En sonnant à la porte du vieux château, je savais l’effroyable drame qui, sept ans auparavant, avait terrassé mon ami Bertrand d’Ardaine, en plein bonheur : — l’année même de son mariage, sa femme, qui habitait la chambre voisine de la sienne, le trouvait un matin dans son lit, baigné de sang, presque mort, et les deux yeux crevés. Mais les détails de ce drame, je les ignorais, et personne, d’ailleurs, malgré les bruits étranges qui avaient couru, ne soupçonnait la vérité.

Oh ! cette vérité, je frissonne encore d’en avoir entendu le terrifiant récit.

Bertrand me reçut dans une grande salle ornée de hautes et sombres tapisseries. Sa femme, Nanthilde, était assise à ses côtés.

Jamais je n’oublierai cette première vision, lui tout droit dans son rigide fauteuil de chêne, les cheveux gris déjà, le visage doux, et si triste avec ses deux yeux éteints, ses yeux blancs d’où il semblait que la prunelle avait fui par la blessure de deux petits trous rouges percés au centre ; — elle, à ses pieds presque, toute blonde, toute frêle, d’une pâleur de figure que le grand air ne vivifie jamais. Vision d’autant plus profonde que, pendant les trois semaines de mon séjour auprès d’eux, ce fut toujours ainsi que je les surpris, les mains dans les mains, silencieux et se regardant, oui, on peut le dire, se regardant l’un l’autre avec une tendresse égale et une égale douleur.

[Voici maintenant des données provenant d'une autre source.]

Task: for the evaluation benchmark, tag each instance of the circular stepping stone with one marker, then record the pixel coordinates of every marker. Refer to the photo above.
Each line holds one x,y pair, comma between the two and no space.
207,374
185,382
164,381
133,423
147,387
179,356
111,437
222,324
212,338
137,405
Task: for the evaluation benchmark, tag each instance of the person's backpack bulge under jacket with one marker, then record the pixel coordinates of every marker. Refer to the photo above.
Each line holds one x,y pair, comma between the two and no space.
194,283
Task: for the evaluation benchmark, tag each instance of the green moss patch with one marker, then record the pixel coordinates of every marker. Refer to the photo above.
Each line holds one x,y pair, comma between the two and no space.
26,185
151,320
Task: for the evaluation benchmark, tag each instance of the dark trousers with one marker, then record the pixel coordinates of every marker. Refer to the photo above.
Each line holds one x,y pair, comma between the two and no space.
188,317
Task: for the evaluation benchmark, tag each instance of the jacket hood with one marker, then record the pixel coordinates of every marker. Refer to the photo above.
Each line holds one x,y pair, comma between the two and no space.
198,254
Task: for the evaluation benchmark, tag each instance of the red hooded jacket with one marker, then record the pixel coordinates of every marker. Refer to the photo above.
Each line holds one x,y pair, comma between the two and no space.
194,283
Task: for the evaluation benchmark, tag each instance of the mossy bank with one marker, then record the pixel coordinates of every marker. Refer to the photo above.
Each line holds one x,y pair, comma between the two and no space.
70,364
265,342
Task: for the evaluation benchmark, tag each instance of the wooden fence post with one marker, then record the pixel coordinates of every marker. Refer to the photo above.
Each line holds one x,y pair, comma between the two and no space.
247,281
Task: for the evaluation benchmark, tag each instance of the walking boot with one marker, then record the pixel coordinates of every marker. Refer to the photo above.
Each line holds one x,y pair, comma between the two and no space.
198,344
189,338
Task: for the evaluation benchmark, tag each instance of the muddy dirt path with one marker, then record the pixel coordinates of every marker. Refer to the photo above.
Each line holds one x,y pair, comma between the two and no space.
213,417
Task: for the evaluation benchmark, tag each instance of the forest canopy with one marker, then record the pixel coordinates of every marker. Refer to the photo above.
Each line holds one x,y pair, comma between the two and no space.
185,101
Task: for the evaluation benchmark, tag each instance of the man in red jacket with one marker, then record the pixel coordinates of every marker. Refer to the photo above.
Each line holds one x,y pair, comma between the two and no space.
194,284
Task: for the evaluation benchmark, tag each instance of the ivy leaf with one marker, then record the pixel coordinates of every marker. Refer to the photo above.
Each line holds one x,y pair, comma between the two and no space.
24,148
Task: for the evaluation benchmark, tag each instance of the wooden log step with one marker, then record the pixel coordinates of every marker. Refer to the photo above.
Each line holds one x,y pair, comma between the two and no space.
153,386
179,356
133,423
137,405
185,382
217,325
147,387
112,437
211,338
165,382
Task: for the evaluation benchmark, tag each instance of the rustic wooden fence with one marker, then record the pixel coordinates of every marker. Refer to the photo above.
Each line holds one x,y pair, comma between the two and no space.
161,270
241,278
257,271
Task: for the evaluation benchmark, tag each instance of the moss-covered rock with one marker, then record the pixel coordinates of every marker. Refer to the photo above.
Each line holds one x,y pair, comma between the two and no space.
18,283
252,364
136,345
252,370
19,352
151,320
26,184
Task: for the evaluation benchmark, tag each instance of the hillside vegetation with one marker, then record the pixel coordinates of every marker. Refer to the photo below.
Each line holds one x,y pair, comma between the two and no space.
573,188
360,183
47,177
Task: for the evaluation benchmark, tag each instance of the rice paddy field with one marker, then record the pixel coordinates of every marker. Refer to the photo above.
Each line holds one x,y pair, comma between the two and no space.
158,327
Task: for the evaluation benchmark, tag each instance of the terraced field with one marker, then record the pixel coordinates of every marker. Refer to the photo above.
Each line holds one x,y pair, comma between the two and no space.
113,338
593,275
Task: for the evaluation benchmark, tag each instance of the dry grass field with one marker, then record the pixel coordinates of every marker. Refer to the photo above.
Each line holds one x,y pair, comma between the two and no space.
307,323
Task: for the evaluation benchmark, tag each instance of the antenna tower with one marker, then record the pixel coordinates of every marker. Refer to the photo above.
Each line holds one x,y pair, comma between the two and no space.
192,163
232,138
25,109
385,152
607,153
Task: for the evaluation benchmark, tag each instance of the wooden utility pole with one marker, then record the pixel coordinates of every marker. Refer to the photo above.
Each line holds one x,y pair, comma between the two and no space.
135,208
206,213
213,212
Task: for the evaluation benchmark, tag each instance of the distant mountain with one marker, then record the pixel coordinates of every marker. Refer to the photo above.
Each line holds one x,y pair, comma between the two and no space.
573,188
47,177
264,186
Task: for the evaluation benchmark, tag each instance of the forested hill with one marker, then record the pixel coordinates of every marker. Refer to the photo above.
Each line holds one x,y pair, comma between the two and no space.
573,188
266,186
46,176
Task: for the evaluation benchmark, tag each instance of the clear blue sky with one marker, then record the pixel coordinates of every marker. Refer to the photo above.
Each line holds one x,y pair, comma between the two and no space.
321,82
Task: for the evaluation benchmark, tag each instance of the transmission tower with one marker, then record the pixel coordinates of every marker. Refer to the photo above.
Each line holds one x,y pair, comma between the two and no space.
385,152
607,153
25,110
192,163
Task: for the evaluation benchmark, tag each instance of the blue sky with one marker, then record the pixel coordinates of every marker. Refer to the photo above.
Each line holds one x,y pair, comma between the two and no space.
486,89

Pourquoi suis-je resté ? car enfin il régnait dans cette demeure une telle atmosphère de gêne et de mélancolie qu’il était impossible de n’en être pas pénétré, parfois jusqu’à l’angoisse.

Mais peut-être était-ce cela précisément qui me retenait : j’aurais voulu savoir. Une invincible, une incessante curiosité ramenait mes pas autour de ce couple tragique, et je les écoutais, et je les contemplais, et je les examinais, tour à tour ému de leur affection, et effrayé de leur silence.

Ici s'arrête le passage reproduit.